‘Significant amount’ of water found on moon
NASA's LCROSS probe discovered beds of water ice at the lunar south pole
NASA's LCROSS probe discovered beds of water ice at the lunar south pole when it impacted the moon last month, mission scientists announced Friday.
"Indeed, yes, we found water. And we didn't find just a little bit, we found a significant amount," Anthony Colaprete, LCROSS project scientist and principal investigator from NASA's Ames Research Center at Moffett Field, Calif.
The LCROSS probe impacted the lunar south pole at a crater called Cabeus on Oct. 9. The $79 million spacecraft, preceded by its Centaur rocket stage, hit the lunar surface in an effort to create a debris plume that could be analyzed by scientists for signs of water ice.
Scientists have long suspected that permanently shadowed craters at the south pole of the moon could be cold enough to sustain water frozen at the surface. Water has already been detected on the moon by a NASA-built instrument on board India's now defunct Chandrayaan-1 probe and other spacecraft, though it was in very small amounts and bound to the dirt and dust of the lunar surface.
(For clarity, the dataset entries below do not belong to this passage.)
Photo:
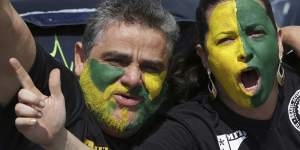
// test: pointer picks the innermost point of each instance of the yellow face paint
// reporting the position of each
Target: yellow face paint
(101, 101)
(224, 45)
(154, 83)
(103, 104)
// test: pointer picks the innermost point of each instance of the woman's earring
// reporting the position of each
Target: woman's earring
(280, 73)
(211, 86)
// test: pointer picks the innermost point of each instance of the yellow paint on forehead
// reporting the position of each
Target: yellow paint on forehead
(223, 57)
(154, 83)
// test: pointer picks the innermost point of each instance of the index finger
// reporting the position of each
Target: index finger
(22, 75)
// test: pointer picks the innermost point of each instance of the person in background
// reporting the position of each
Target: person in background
(254, 97)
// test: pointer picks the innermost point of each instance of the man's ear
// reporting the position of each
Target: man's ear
(202, 53)
(79, 58)
(280, 45)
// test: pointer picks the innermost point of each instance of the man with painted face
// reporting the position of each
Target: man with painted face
(255, 98)
(122, 64)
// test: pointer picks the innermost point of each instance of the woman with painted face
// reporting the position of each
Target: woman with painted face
(254, 100)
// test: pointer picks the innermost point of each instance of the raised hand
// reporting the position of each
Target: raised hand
(40, 118)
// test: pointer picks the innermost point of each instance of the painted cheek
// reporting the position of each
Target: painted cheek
(223, 58)
(264, 48)
(103, 74)
(153, 83)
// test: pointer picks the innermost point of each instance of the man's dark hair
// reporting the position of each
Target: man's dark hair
(148, 13)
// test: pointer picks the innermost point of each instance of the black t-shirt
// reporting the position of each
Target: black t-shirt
(206, 124)
(78, 119)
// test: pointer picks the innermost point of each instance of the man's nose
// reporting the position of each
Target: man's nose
(132, 76)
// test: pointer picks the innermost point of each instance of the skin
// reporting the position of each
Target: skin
(237, 41)
(124, 63)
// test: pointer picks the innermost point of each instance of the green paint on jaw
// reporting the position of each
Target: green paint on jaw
(104, 74)
(251, 17)
(140, 91)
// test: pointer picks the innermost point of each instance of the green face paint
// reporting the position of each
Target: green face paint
(99, 82)
(233, 49)
(252, 18)
(104, 74)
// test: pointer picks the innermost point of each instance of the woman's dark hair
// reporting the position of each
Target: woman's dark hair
(201, 20)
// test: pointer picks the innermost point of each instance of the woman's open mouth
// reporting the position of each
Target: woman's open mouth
(250, 80)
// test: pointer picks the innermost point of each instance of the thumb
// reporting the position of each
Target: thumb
(54, 83)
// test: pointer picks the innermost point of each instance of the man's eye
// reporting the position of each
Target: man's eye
(117, 62)
(225, 40)
(256, 33)
(150, 69)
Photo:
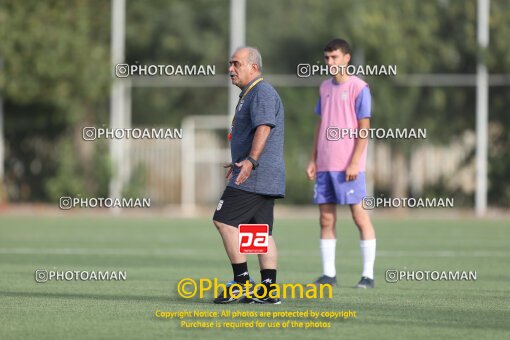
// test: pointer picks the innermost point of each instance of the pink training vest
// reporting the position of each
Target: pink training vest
(338, 112)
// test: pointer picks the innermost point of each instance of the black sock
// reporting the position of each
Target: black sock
(268, 277)
(241, 272)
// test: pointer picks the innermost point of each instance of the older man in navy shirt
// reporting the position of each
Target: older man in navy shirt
(256, 174)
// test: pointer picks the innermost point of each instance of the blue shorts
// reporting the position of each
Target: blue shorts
(331, 187)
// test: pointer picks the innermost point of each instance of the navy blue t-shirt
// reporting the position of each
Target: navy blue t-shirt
(261, 106)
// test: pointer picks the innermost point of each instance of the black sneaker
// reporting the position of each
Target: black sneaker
(325, 280)
(235, 297)
(267, 299)
(365, 282)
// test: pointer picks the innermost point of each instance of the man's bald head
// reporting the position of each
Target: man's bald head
(244, 65)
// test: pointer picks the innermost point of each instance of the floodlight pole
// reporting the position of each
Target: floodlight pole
(237, 39)
(482, 108)
(120, 116)
(2, 145)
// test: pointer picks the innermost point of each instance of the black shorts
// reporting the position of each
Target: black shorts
(242, 207)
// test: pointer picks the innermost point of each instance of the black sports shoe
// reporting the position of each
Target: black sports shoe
(236, 294)
(325, 280)
(365, 282)
(267, 299)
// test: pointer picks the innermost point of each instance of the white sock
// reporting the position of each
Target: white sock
(328, 256)
(367, 248)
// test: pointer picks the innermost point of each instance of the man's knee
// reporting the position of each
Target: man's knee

NASA plans to return astronauts to the moon by 2020 for extended missions on the lunar surface. Finding usable amounts of ice on the moon would be a boon for that effort since it could be a vital local resource to support a lunar base.
The impact was observed by LCROSS's sister spacecraft, the Lunar Reconnaissance Orbiter, as well as other space and ground-based telescopes.
The debris plume from the impacts was not seen right away and was only revealed a week after the impact, when mission scientists had had time to comb through the probe's data.
NASA launched LCROSS — short for Lunar Crater Observation and Sensing Satellite — and LRO in June.